Something for Everyone (2017) consists of four small advent calendars, which have been customised and manufactured by a print-on-demand service in Germany. Each year, Olia’s husband - Dragan - orders a calendar for each of the four members of their family. Working within the at-hand material conditions of the internet, he searches for images online, selecting those which he decides would be likely to make each of them happy. These found images are then ripped from their initial contexts and added to the cardboard calendars using the print-on-demand service option for ‘image customisation’.
Exhibiting the empty advent calendars from 2016 as readymades, Lialina presents a cross-section of her family’s taste. Through presentation of these private family objects within contemporary art and gallery contexts, Lialina intends to point towards the power of cultural industries, the pervasive nature of images, and their transformations through niche markets. The title of the work is borrowed from Adorno’s essay The Culture Industry; “something is provided for all so that none may escape”; whilst also alluding to Tim Berners-Lee’s "This is for everyone”.

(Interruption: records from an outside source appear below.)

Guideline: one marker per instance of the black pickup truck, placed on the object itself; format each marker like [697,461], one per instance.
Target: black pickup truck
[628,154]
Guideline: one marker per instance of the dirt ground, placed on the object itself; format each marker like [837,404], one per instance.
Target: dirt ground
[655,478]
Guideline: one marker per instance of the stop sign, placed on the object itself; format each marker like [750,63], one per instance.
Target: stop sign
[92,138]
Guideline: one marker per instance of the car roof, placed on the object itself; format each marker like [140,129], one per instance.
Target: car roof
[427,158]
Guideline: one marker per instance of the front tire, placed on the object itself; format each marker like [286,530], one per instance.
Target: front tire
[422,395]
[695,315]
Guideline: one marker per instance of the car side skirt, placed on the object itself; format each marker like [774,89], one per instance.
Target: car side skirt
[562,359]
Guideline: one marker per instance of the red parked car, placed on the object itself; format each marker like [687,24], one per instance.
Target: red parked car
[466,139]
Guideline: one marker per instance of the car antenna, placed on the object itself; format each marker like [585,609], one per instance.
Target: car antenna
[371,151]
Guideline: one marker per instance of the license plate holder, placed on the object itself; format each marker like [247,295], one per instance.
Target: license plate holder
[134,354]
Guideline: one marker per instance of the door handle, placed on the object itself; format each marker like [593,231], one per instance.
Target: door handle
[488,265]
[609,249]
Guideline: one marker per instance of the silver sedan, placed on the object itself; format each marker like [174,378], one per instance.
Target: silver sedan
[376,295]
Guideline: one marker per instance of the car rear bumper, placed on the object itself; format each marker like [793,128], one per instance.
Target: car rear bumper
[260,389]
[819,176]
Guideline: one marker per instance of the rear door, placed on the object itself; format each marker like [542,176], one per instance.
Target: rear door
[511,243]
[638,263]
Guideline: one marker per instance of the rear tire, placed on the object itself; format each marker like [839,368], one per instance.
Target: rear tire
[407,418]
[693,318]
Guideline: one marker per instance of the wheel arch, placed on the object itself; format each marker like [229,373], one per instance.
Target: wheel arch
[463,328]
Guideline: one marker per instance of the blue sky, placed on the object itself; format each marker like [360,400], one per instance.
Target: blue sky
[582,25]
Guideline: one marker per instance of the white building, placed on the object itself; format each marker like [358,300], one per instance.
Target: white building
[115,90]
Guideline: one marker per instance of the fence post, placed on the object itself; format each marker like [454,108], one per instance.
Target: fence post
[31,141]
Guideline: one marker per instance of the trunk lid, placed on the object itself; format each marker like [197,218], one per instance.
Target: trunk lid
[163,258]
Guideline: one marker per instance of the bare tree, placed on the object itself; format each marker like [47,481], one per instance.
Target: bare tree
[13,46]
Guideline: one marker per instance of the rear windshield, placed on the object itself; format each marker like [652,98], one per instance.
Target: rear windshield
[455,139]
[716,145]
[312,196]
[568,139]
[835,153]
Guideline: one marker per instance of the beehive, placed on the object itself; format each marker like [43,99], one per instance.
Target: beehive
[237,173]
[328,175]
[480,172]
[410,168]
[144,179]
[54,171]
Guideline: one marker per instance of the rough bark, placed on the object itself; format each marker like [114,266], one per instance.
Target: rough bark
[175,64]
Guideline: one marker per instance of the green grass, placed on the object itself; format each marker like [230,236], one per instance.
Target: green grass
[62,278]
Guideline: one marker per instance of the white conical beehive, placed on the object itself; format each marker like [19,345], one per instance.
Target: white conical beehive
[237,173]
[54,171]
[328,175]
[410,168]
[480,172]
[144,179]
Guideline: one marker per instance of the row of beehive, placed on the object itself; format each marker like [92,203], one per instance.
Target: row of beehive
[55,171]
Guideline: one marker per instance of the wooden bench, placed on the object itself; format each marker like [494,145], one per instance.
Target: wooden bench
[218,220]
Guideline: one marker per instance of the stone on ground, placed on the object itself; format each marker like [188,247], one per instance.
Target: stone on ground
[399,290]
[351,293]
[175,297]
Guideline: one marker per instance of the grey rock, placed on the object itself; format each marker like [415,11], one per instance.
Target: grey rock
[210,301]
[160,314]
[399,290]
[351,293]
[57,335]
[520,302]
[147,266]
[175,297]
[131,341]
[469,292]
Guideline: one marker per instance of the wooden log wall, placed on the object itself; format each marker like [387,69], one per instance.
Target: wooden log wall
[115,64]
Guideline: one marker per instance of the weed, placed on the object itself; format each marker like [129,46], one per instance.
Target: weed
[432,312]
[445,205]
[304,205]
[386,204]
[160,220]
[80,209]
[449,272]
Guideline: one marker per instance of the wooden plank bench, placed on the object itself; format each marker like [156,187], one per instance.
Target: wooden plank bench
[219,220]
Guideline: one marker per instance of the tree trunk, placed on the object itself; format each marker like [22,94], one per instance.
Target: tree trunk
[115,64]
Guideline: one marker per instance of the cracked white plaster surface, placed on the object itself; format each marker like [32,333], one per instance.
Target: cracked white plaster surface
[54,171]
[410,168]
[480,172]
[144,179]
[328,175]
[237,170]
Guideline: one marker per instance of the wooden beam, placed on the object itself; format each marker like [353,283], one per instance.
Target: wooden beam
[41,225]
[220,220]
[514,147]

Born in Moscow (1971) and now based in Germany, Olia Lialina is a network-based art pioneer, frequently cited among the most celebrated and best-known participants in the 1990s net.art scene. Her continuous and close attention to Internet architecture, "net.language" and vernacular web - in both artistic and publishing projects - has made her a significant figure across contemporary art practice and new media theory.
Her work has been exhibited extensively both online and at in-person venues, including the New Museum, New York; Museo Tamayo, Mexico City; Transmediale, Berlin; Western Front, Vancouver; and/or, Dallas/LA; Walker Art Center, Minneapolis; ABC Gallery, Moscow; ZKM, Karlsruhe; Madison Square Park, New York; Barbican, London; LEAP, Berlin; MOTI, Breda; HEK, Basel; The Kitchen, NY; and Whitechapel Gallery, London.
She is cofounder and keeper of the One Terabyte of Kilobyte Age archive and a professor at Merz Akademie in Stuttgart, Germany.